Winner of the Nobel Prize: “For her polyphonic writings, a monument to suffering and courage in our time.” —Swedish Academy, Nobel Prize citation

From 1979 to 1989 a million Soviet troops engaged in a devastating war in Afghanistan that claimed 50,000 casualties—and the youth and humanity of many tens of thousands more. Creating controversy and outrage when it was first published in the USSR—it was called by reviewers there a “slanderous piece of fantasy” and part of a “hysterical chorus of malign attacks”—Zinky Boys presents the candid and affecting testimony of the officers and grunts, nurses and prostitutes, mothers, sons, and daughters who describe the war and its lasting effects. What emerges is a story that is shocking in its brutality and revelatory in its similarities to the American experience in Vietnam. The Soviet dead were shipped back in sealed zinc coffins (hence the term “Zinky Boys”), while the state denied the very existence of the conflict. Svetlana Alexievich brings us the truth of the Soviet-Afghan War: the beauty of the country and the savage Army bullying, the killing and the mutilation, the profusion of Western goods, the shame and shattered lives of returned veterans. Zinky Boys offers a unique, harrowing, and unforgettably powerful insight into the realities of war.

About the Author

Svetlana Alexievich, awarded the Nobel Prize in Literature, is a journalist and author. She lives in Minsk, Belarus.
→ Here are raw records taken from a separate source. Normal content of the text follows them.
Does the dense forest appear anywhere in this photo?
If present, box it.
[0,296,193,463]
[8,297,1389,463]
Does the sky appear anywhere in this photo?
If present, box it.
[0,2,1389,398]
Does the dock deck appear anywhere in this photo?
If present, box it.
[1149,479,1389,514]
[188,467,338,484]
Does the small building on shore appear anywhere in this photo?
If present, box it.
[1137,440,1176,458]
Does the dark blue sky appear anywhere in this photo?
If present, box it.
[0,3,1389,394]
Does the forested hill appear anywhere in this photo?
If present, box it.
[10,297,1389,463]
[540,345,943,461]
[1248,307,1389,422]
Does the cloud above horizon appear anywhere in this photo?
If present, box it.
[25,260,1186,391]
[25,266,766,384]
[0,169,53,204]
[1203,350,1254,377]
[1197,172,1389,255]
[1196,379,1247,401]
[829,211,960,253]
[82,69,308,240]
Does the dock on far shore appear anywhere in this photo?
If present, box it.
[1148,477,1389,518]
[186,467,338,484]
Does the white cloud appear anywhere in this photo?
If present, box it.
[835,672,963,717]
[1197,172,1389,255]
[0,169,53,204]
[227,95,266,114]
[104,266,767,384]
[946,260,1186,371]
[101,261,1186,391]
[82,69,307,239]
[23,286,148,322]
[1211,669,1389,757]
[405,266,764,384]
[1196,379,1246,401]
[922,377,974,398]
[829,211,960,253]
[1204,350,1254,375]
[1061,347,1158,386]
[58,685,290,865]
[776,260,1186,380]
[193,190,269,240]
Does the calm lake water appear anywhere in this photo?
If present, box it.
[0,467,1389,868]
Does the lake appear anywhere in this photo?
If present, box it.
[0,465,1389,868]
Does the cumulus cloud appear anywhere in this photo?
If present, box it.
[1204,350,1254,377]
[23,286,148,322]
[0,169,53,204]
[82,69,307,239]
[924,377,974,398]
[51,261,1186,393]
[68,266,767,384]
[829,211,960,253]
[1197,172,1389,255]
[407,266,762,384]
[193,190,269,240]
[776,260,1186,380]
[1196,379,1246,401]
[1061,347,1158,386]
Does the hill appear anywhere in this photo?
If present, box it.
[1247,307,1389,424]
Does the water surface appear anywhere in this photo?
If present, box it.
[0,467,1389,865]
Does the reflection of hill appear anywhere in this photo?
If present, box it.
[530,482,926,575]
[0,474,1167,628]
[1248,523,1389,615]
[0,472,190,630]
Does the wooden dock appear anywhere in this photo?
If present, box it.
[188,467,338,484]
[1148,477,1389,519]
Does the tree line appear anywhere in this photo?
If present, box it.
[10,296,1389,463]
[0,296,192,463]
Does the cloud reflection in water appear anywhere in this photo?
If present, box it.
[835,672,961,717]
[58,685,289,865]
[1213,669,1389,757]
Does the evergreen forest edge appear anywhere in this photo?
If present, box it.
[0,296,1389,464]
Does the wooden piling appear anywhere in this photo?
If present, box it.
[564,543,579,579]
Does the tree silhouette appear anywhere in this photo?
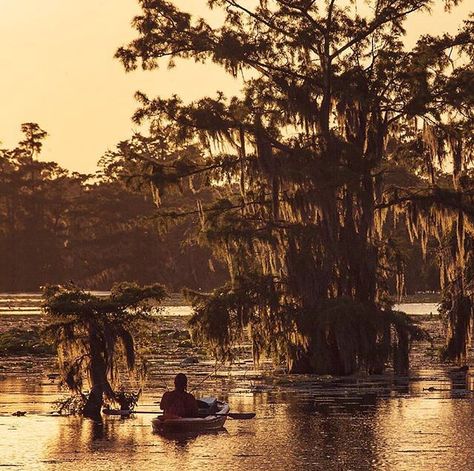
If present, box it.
[117,0,473,374]
[43,283,166,417]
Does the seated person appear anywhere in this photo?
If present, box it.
[160,373,198,419]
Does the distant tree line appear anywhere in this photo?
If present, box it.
[116,0,474,374]
[0,123,439,293]
[0,123,227,292]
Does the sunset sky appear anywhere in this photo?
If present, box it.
[0,0,473,172]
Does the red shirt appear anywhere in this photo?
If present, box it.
[160,390,198,417]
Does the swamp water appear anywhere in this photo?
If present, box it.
[0,296,474,471]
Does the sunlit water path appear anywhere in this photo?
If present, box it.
[0,295,474,471]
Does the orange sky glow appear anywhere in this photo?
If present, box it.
[0,0,473,172]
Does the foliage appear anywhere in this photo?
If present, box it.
[0,123,226,292]
[43,283,166,408]
[113,0,474,373]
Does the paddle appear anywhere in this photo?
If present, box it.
[102,409,255,420]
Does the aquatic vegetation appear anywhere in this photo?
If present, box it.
[0,328,55,355]
[43,283,166,417]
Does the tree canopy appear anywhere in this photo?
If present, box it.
[117,0,474,374]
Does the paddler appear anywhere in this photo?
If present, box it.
[160,373,198,418]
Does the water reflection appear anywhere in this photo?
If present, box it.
[0,390,474,471]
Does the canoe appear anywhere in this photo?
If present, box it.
[151,397,230,434]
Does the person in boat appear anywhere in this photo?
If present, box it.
[160,373,198,418]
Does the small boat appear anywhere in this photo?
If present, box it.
[151,397,230,434]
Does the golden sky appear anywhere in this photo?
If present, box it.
[0,0,474,172]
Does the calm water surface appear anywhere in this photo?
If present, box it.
[0,296,474,471]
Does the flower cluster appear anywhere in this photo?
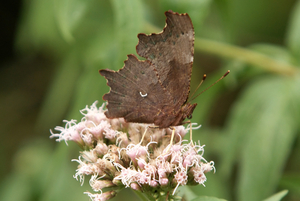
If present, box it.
[50,102,214,201]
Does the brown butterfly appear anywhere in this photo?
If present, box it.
[99,11,227,128]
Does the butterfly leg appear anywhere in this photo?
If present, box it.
[140,126,159,144]
[189,121,194,146]
[164,127,175,153]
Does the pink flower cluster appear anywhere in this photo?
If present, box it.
[50,102,214,201]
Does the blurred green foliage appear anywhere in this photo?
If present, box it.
[0,0,300,201]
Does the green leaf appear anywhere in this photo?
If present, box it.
[222,77,300,201]
[16,0,67,55]
[37,51,81,130]
[158,0,213,34]
[53,0,91,42]
[111,0,143,69]
[249,44,293,64]
[191,196,226,201]
[286,1,300,64]
[263,190,288,201]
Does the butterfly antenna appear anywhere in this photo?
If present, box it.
[190,74,206,100]
[190,70,230,101]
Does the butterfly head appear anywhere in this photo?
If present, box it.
[181,103,197,119]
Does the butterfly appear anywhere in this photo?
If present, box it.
[99,11,197,128]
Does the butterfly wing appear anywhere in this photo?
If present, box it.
[136,11,194,107]
[99,55,170,123]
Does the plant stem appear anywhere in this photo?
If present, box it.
[195,38,299,75]
[145,23,299,75]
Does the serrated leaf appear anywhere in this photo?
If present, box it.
[223,77,299,201]
[263,190,288,201]
[111,0,143,69]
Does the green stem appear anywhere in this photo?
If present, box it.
[132,190,155,201]
[145,23,299,75]
[195,38,299,75]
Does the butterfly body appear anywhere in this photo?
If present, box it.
[99,11,197,128]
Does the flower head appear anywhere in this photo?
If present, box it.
[50,102,214,201]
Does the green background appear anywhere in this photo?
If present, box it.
[0,0,300,201]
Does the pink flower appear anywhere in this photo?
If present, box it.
[50,102,214,201]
Praise for Zinky Boys: Soviet Voices from the Afghanistan War

“[Alexievich’s] voice is much more than the sum of [her subject’s] voices . . . [making] that war as all-encompassingly present and personal—as real—as any fictional account ever did for any other war.
— Philip Gourevitch - The New Yorker

For the past 30 or 40 years [Alexievich has] been busy mapping the Soviet and post-Soviet individual, but [her work is] not really about a history of events. It’s a history of emotions—what she’s offering us is really an emotional world, . . . a history of the soul.
— Sara Danius, Permanent Secretary of the Swedish Academy

A masterpiece of reportage, probably her best book.